这金桔腌渍的恰到好处,才一进入口腔,就立刻升腾出芳香甜蜜,将刚才的苦涩压了下去,让阿宁饱受摧残的味蕾得到了安慰。
阿宁长长的叹了一口气,伸手拽了福宝的辫子一把,却小心翼翼的没有拽痛她,将辫子放进手中,低声说:“若你一直在我身边,我一定会成为一个纨绔。”
“这是在责备我?”福宝撇撇嘴,不为所动,顺势理所当然的宣布,“那你就安心的做一个纨绔,不要勉力挣扎。”
“好。”阿宁放松下心情,看着福宝,微微一笑。
两个人说话的当口,宋景书从外面进来,先是“赫”了一声,说:“这屋子也太闷了,开点窗户不碍事。”说着就走过去将紧紧栓死的窗户拉开了一条缝。
冷空气顿时就进了屋,给闷热的空气带来一丝凉意。
福宝紧张起来,连忙对阿宁说道:“你快回床上去躺好,把脑袋包起来,别受了风寒。”
“他是中了毒,又不是坐月子。”宋景书无奈的看着福宝像个小妈妈一样照顾着阿宁,不由得有几分好笑。
自打福宝知道阿宁是中毒之后就是这个模样,生怕阿宁磕着碰着,每天一有空就过来看着阿宁,眼神又是隐忍又是忧伤,若不是宋景书保证一个月之内将阿宁身上的毒治好,她简直要当场大哭起来。
宋景书摸了摸鼻子,恶意的想,若是福宝知道阿宁是自己去吃的毒药,会不会是另外一个情景?
福宝浑然不觉姑父在旁边起了什么样的坏心,兀自担心阿宁的冷暖,拿过一个小毯子,盖在阿宁的腿上。

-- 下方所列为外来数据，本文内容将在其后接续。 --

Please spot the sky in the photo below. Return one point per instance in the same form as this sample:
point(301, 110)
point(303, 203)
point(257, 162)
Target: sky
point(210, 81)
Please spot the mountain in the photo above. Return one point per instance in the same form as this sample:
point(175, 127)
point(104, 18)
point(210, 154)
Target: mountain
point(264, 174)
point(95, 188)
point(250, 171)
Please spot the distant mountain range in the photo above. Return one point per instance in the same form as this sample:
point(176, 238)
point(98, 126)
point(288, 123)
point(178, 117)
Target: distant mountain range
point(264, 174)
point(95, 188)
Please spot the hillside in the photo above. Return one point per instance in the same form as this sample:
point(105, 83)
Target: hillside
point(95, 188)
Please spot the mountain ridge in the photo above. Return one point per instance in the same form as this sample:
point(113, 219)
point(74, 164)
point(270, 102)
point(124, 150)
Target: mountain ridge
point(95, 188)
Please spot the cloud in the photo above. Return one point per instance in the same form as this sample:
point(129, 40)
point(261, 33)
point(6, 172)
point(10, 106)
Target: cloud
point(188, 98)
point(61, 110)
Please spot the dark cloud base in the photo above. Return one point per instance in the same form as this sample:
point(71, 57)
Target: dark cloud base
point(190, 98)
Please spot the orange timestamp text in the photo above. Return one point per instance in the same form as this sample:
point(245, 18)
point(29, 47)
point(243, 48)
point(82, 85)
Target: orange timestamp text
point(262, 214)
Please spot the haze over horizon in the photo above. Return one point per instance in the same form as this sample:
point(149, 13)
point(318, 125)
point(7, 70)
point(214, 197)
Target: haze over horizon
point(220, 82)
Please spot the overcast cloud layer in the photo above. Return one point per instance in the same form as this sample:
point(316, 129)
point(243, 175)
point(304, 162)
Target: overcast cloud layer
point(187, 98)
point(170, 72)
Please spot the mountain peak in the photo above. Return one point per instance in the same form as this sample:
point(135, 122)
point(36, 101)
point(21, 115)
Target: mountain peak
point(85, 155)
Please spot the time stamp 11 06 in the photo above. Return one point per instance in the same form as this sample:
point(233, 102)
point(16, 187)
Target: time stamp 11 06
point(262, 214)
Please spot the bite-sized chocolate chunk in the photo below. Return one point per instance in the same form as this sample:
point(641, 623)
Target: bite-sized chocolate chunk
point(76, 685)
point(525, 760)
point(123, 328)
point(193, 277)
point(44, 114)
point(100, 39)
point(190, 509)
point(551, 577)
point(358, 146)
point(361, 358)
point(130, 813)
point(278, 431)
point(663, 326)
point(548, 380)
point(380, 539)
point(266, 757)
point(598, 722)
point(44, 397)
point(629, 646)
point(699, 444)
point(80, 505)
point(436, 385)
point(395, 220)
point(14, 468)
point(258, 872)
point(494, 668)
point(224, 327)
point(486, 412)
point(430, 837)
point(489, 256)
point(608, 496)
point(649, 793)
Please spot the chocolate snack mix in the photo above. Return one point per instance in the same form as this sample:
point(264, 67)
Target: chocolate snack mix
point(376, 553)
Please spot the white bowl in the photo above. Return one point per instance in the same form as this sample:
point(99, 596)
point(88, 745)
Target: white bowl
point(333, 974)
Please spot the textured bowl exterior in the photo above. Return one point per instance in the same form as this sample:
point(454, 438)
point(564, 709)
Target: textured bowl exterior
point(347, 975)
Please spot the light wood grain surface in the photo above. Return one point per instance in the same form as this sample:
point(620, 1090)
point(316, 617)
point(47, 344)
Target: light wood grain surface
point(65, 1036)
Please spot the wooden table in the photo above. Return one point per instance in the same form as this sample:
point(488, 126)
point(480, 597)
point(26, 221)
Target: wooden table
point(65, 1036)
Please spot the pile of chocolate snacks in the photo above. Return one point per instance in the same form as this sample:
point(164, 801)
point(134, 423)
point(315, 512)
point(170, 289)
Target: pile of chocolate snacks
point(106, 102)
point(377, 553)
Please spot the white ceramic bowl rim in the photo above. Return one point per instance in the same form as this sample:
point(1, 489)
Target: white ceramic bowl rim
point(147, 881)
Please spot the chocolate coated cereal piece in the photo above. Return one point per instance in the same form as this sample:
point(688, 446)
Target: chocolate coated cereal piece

阿宁则是淡淡的瞥了他一记,安然享受福宝柔软小手牵着自己到床边的乐趣。
宋景书抖了抖,扭头看到桌上那碟金桔,伸手拿了一块放进嘴里,末了还吮了吮指尖,一脸可惜的说道:“福宝可真是不知道什么叫良药苦口。”
这么一来,他原本打算让阿宁好好尝尝苦头的“大好心意”全都浪费了。
看两个人压根就把自己忘在脑后,宋景书终于忍不住咳嗽了两声,慢吞吞的说:“你有两位访客。”
“谁?”阿宁坐在床上,漫不经心的问。
福宝犹豫的看着他,扭头对宋景书抱怨:“晚月说他昨晚才咳了一宿。今天应该补眠。”
“薛平。”宋景书询问的看着阿宁。
身为皇帝的人,他在这个时候过来是想做什么?
阿宁的眉毛皱了一下,旋即展开,低声说:“就说我,身体不适,今日不见客。”
他懒得去管薛平到底想做什么,一概闭门谢客。
“唔……”宋景书笑嘻嘻的说,“还有个有意思的人在门口递了帖子说明天来访。”他故弄玄虚的顿了一下,看阿宁完全没反应,才讪讪的说,“是齐家大少爷。”
阿宁愣了一下,想了一会儿,点头说:“我知道了。”
“那你是见还是不见啊?”宋景书眼巴巴的瞅着阿宁,眼神里带着唯恐天下不乱的鼓励。
齐老太爷可是阿宁的授业恩师,可是,才拒绝了薛平就同意见齐家大少爷?
“老师是老师,他是他。”阿宁低声说,“再者,这种时候,还是不见对他更好。”
“我告诉他原话?”宋景书全然不觉得自己身为名医而去跑腿有什么不对。
“我最近身体不好,已经搬去别院了。”阿宁面色不变,语气平板的说,“这府里只有几个丫头和你们一家人而已。”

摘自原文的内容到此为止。